Intel shows Libyans feared Al-Qaeda fighters were armed by NATO in Gaddafi ouster
Secret intelligence reports from 2011 allegedly show that officials in Libya were concerned that arms were being funneled to NATO-backed rebels linked to Al-Qaeda in the midst of the ouster that removed President Muammar Gaddafi from power.
The Washington Times reported Monday that classified reports obtained by the newspaper indicate Libyans were worried that weapons were being distributed from “Western source or their allies in the region” to anti-Gaddafi rebels.
Libyan intelligence included a 16-page list of weapons, the paper reported, supposedly supplied to rebels feared to be aligned with extremist groups that continue to operate campaigns of terrorism in the region.
The Washington Times report does not include explicit details about the document’s origin, but alleges it was prepared in English so it could be passed on to American officials. An “US intelligence asset familiar with the documents” and a former Gaddafi regime official corroborated its contents, Jeffrey Scott Shapiro wrote for the paper.
According to Shapiro, the report linked a plan to supply extremist-affiliated, anti-Gaddafi rebels to the NATO alliance.
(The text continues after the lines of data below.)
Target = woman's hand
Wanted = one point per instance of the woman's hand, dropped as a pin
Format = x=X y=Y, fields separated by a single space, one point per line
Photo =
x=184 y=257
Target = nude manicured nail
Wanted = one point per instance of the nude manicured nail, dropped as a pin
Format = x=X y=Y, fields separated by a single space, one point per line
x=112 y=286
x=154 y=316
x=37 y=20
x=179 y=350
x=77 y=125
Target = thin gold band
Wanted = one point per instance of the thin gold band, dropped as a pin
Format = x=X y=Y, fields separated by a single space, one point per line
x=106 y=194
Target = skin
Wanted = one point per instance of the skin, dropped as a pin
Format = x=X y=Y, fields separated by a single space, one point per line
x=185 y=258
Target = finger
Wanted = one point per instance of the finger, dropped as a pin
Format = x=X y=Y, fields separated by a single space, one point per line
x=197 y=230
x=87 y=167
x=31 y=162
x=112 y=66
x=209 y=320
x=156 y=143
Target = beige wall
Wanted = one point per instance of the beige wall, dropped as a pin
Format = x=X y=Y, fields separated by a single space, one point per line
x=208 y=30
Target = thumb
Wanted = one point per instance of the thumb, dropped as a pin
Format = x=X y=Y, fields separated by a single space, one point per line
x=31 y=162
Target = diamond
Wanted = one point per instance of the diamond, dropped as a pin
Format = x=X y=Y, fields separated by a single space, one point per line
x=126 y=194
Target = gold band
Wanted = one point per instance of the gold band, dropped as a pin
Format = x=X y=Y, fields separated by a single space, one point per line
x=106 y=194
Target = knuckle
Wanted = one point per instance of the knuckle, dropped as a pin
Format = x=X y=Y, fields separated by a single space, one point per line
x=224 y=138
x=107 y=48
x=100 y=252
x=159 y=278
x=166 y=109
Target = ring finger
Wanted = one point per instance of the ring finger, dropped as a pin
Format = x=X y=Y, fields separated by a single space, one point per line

“NATO has given permission to a number of weapons-loaded aircraft to land at Benghazi airport and some Tunisian airports,” he quotes from the document.
“There is a close link between al Qaeda, Jihadi organizations and the opposition in Libya,” reads another excerpt.
According to the Washington Times, the intelligence report and recorded conversations also obtained by the newspaper indicate “Libyan officials expressed particular concern that the weapons and training given the rebels would spread throughout the region, in particular turning the city of Benghazi into a future terrorist haven.”
Indeed, an attack on a US consulate building in the Libyan capital occurred the following year on September 11, resulting in the deaths of four Americans, including US Ambassador Chris Stevens. That incident is expected to be the biggest obstacle that Hillary Clinton, Secretary of State at the time, will have to go up against if she enters the 2016 presidential race as largely expected.
Monday’s report concerning the supposed Libyan intelligence reports is described by the paper as being the final part in a three-article series that since last week has raised new questions about Clinton’s knowledge of the Benghazi tragedy while in office.
According to an article published last Wednesday by the Washington Times, telephone recordings obtained by the paper suggest that Pentagon and Democratic Party officials abandoned Clinton in 2011 and instead opened their own channel of communication with the Gaddafi regime as the Libyan leader came under increasing scrutiny from his own people. Gaddafi was killed in October 2011 in the midst of the civil war.